Chronologie du procès

11h21

Le militant ukrainien des droits de l’homme, journaliste et antifasciste Maksym Butkevych a été fait prisonnier en Russie en juin 2022, mais sa condamnation n’a été connue que le 10 mars 2023 par un communiqué de presse du département principal de la commission d’enquête.

Ce jour-là, le tribunal de la République populaire autoproclamée de Louhansk a déclaré Butkevych coupable de traitements cruels envers la population civile et des prisonniers de guerre, d’utilisation de méthodes interdites dans un conflit armé, ainsi que de tentative de meurtre sur deux personnes et détérioration délibérée de biens appartenant à autrui avec usage de violence.

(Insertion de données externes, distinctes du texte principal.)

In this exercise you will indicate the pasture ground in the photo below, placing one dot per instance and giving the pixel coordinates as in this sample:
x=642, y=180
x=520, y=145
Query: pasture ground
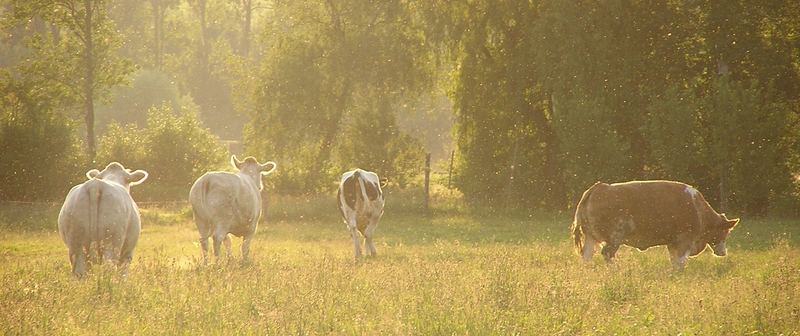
x=448, y=273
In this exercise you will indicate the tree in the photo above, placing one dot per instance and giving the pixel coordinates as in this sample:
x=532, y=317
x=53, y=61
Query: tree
x=78, y=56
x=328, y=61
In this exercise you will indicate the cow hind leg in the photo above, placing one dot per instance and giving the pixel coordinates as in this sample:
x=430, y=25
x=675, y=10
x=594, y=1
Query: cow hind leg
x=589, y=245
x=227, y=243
x=356, y=242
x=77, y=257
x=204, y=248
x=218, y=238
x=369, y=244
x=246, y=247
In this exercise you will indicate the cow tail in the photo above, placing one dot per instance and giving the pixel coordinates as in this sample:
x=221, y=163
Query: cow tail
x=580, y=219
x=200, y=191
x=95, y=192
x=358, y=188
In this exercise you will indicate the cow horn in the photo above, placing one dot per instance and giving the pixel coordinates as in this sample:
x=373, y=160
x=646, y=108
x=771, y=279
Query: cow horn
x=265, y=171
x=235, y=161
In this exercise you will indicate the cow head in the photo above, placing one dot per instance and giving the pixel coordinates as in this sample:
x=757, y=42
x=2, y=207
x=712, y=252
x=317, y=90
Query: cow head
x=250, y=167
x=115, y=172
x=717, y=232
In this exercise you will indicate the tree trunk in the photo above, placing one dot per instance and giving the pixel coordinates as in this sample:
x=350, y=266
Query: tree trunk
x=158, y=33
x=554, y=181
x=88, y=89
x=248, y=18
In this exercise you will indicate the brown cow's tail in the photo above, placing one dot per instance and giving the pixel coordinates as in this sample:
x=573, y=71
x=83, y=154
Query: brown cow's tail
x=580, y=219
x=95, y=192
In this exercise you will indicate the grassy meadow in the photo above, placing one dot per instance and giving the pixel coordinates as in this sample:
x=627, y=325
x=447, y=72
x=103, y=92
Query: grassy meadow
x=450, y=272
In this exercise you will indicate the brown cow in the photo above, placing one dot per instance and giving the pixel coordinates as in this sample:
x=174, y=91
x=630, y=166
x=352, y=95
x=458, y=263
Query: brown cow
x=643, y=214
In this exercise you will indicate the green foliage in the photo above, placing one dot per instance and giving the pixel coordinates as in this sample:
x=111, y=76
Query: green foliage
x=174, y=148
x=130, y=103
x=572, y=93
x=591, y=149
x=327, y=90
x=40, y=153
x=375, y=143
x=750, y=134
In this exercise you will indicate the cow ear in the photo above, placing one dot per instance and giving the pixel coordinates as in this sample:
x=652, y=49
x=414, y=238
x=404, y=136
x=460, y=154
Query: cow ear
x=268, y=167
x=92, y=173
x=235, y=162
x=731, y=223
x=137, y=177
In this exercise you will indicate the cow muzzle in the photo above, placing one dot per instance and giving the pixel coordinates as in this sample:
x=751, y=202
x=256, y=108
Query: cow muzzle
x=719, y=249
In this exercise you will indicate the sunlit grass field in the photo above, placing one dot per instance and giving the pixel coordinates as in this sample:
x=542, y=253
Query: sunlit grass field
x=447, y=272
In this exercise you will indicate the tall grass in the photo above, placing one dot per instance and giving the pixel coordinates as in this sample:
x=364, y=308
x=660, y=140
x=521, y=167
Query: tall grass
x=442, y=272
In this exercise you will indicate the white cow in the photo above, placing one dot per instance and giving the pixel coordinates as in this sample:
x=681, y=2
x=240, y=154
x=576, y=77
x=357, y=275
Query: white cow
x=101, y=211
x=361, y=204
x=225, y=203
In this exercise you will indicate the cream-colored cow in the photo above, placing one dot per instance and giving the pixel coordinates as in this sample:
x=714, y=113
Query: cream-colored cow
x=101, y=211
x=225, y=203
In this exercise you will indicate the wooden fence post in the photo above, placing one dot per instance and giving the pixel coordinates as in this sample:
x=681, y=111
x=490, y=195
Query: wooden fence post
x=427, y=180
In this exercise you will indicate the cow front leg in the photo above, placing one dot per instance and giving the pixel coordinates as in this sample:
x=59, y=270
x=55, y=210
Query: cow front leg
x=609, y=251
x=369, y=245
x=679, y=256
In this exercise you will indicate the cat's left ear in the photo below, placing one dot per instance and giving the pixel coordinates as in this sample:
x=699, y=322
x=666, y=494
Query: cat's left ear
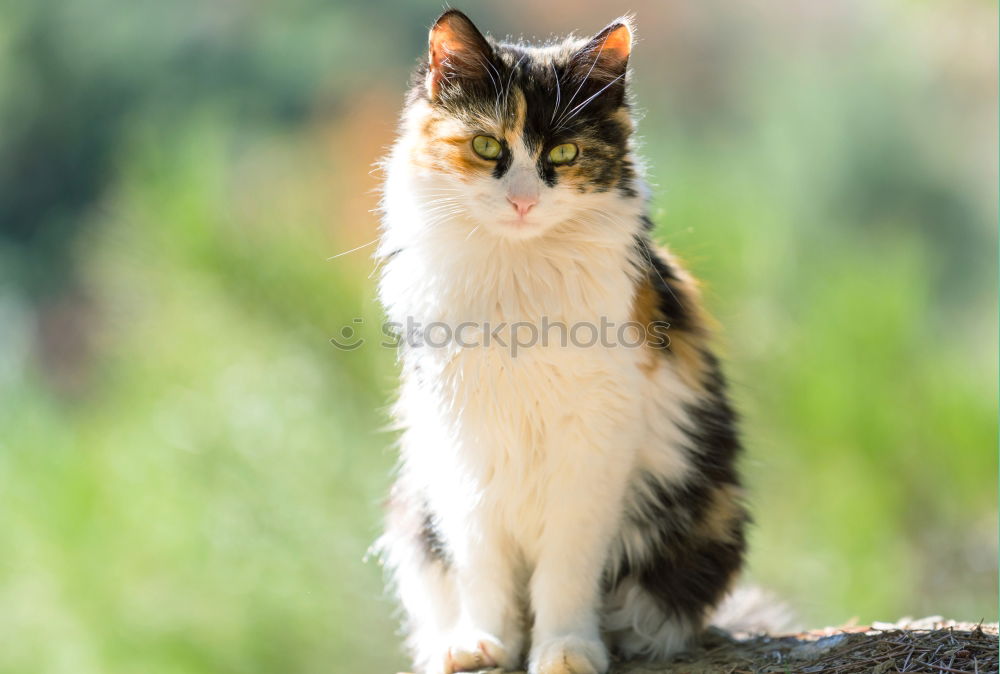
x=603, y=61
x=456, y=50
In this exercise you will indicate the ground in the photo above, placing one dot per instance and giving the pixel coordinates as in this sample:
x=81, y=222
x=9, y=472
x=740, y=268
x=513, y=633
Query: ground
x=928, y=645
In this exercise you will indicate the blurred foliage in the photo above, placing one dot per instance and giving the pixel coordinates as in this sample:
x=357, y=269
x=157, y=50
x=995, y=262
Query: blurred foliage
x=190, y=473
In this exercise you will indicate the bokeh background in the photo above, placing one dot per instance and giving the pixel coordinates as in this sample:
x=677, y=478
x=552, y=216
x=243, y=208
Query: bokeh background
x=190, y=473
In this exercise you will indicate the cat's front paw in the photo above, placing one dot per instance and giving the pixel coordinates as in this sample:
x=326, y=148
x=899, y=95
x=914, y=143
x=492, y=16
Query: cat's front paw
x=473, y=651
x=569, y=655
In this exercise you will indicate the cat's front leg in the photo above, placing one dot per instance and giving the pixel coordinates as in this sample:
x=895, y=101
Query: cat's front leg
x=580, y=522
x=489, y=629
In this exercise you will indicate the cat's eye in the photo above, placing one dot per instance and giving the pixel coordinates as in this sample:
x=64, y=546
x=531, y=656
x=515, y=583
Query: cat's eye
x=486, y=147
x=563, y=154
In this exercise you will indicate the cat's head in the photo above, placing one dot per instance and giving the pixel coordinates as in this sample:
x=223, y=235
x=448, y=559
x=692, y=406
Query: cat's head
x=520, y=140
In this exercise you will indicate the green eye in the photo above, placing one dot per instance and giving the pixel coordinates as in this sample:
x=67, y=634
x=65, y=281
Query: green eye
x=486, y=147
x=563, y=154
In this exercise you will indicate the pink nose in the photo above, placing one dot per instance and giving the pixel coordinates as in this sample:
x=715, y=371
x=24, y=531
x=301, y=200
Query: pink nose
x=522, y=204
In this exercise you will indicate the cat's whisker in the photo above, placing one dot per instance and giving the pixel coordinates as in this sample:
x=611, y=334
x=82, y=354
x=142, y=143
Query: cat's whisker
x=579, y=108
x=346, y=252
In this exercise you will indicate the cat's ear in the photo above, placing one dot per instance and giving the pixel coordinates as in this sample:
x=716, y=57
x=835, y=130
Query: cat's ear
x=457, y=50
x=603, y=61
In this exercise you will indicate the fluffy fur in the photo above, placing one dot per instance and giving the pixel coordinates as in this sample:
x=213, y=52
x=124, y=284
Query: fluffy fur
x=567, y=501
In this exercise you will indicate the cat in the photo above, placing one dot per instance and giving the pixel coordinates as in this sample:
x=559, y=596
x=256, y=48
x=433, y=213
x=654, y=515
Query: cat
x=574, y=499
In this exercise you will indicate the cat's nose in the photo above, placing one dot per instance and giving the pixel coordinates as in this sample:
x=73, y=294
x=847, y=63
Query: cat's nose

Depuis 2008, Maksym Butkevych aidait les réfugiés et les migrants qui se sont retrouvés en Ukraine et surveillait les manifestations de xénophobie et de racisme, puis a commencé à travailler au bureau du Haut-Commissariat des Nations Unies aux réfugiés d’Europe de l’Est.

En 2012, Butkevych a fondé le centre des droits de l’homme Zmina et en 2013, il a cofondé la radio Hromadske. Après l’invasion russe de la Crimée et du Donbass en 2014, Butkevych a coordonné le Centre de ressources pour l’assistance aux personnes déplacées. Après le début d’une guerre à grande échelle, il s’est enrôlé dans les forces armées ukrainiennes.

L’enquête a insisté sur le fait que le 4 juin 2022, à Severodonetsk, où se trouvait le militant des droits humains, il n’y avait aucune action militaire et que seuls des civils s’y trouvaient. Un peloton sous le commandement de Butkevych occupait l’un des appartements d’un immeuble résidentiel. Apercevant des gens dans l’entrée de la maison en face de la fenêtre, Butkevych aurait décidé de leur tirer dessus avec un lance-grenades Panzerfaust-3 «dans un but d’intimidation» et aurait blessé deux habitantes de l’immeuble.

«Hrati» a écrit que l’unité de Maksym Butkevych avait été redéployée de Kiev vers le Donbass dix jours seulement après les actes qui lui étaient reprochés.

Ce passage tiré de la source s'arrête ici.